The Guardian writes:

The project has been likened by web experts to China’s attempts to control and restrict free speech on the internet. Critics are likely to complain that it will allow the US military to create a false consensus in online conversations, crowd out unwelcome opinions and smother commentaries or reports that do not correspond with its own objectives.

The discovery that the US military is developing false online personalities – known to users of social media as “sock puppets” – could also encourage other governments, private companies and non-government organisations to do the same.
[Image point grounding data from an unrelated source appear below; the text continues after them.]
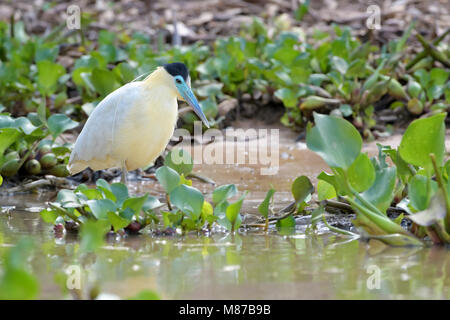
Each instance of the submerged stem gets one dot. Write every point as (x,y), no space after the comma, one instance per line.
(440,182)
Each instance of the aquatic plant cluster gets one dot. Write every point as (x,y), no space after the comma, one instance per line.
(328,73)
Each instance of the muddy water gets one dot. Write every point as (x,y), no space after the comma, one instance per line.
(244,266)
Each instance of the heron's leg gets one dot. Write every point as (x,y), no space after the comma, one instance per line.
(124,173)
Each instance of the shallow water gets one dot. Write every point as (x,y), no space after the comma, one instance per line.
(245,266)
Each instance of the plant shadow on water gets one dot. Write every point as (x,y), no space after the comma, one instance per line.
(252,265)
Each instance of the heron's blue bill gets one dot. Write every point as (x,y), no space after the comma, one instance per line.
(190,98)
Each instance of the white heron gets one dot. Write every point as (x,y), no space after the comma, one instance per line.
(132,125)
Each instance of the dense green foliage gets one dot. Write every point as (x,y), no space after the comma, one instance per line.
(418,180)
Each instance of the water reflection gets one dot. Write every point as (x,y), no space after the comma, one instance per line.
(239,267)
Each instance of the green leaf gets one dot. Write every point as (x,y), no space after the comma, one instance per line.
(233,213)
(420,191)
(100,208)
(263,208)
(335,140)
(187,199)
(423,137)
(135,204)
(325,190)
(222,193)
(117,221)
(48,75)
(381,192)
(287,96)
(58,123)
(361,174)
(339,64)
(301,188)
(92,234)
(179,160)
(435,213)
(168,178)
(104,81)
(151,203)
(439,76)
(7,137)
(120,192)
(68,199)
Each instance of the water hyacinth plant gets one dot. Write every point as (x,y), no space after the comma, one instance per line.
(369,185)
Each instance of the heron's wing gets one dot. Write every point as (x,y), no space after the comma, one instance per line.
(95,145)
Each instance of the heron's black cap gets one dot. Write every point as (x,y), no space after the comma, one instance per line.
(177,69)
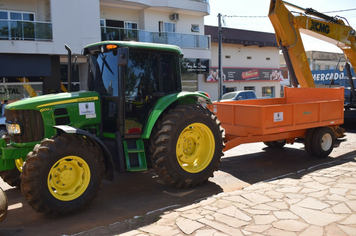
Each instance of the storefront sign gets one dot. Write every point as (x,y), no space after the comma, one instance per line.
(197,66)
(327,76)
(246,74)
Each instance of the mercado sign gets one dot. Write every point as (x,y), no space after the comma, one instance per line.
(326,76)
(231,74)
(197,66)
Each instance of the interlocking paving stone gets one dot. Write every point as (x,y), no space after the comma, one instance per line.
(160,230)
(315,217)
(312,203)
(264,219)
(257,228)
(285,215)
(290,225)
(341,208)
(351,220)
(313,231)
(188,226)
(350,231)
(222,227)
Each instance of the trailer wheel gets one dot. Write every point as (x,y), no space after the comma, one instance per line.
(323,141)
(12,177)
(62,175)
(276,144)
(186,145)
(308,141)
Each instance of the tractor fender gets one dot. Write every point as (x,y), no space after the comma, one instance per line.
(166,101)
(109,163)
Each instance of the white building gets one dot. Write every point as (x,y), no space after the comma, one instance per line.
(250,61)
(33,34)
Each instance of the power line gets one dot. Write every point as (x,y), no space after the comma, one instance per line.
(351,9)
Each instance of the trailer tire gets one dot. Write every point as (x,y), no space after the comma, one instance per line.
(308,141)
(277,143)
(186,145)
(62,175)
(323,141)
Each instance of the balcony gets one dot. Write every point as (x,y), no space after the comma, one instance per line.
(25,30)
(190,41)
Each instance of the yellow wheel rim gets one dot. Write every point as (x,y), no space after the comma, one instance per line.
(19,164)
(68,178)
(195,148)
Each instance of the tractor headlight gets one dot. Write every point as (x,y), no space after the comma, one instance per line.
(13,128)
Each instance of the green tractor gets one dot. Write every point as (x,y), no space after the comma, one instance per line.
(60,147)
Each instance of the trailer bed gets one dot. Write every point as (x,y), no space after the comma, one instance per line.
(280,118)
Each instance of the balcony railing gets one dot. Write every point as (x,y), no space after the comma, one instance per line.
(206,1)
(181,40)
(25,30)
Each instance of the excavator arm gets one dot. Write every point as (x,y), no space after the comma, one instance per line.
(288,25)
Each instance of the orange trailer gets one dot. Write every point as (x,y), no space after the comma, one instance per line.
(312,113)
And how does our obviously paranoid government get away with such an unconstitutional measure? The Patriot Act, of course, and by riding the wave of fear. Commander Bill Speaks, Centcom spokesman, said that “the technology supports classified blogging activities on foreign-language websites to enable Centcom to counter violent extremist and enemy propaganda outside the US.” So, we’re to believe that they are just fighting fire with fire, that it won’t be used to control domestic conversations around the web. Got it.

The Guardian piece points out that “Last year a New York lawyer who impersonated a scholar was sentenced to jail after being convicted of “criminal impersonation” and identity theft.” But like murder, I suppose it’s legal when the government sanctions it. I’m not trying to be overly political or alarmist, but if you ask me, this level of propaganda is the biggest threat to our liberty that we face in the 21st century.

*By the way, I’m linking to Centcom so that they know I’m being critical of them.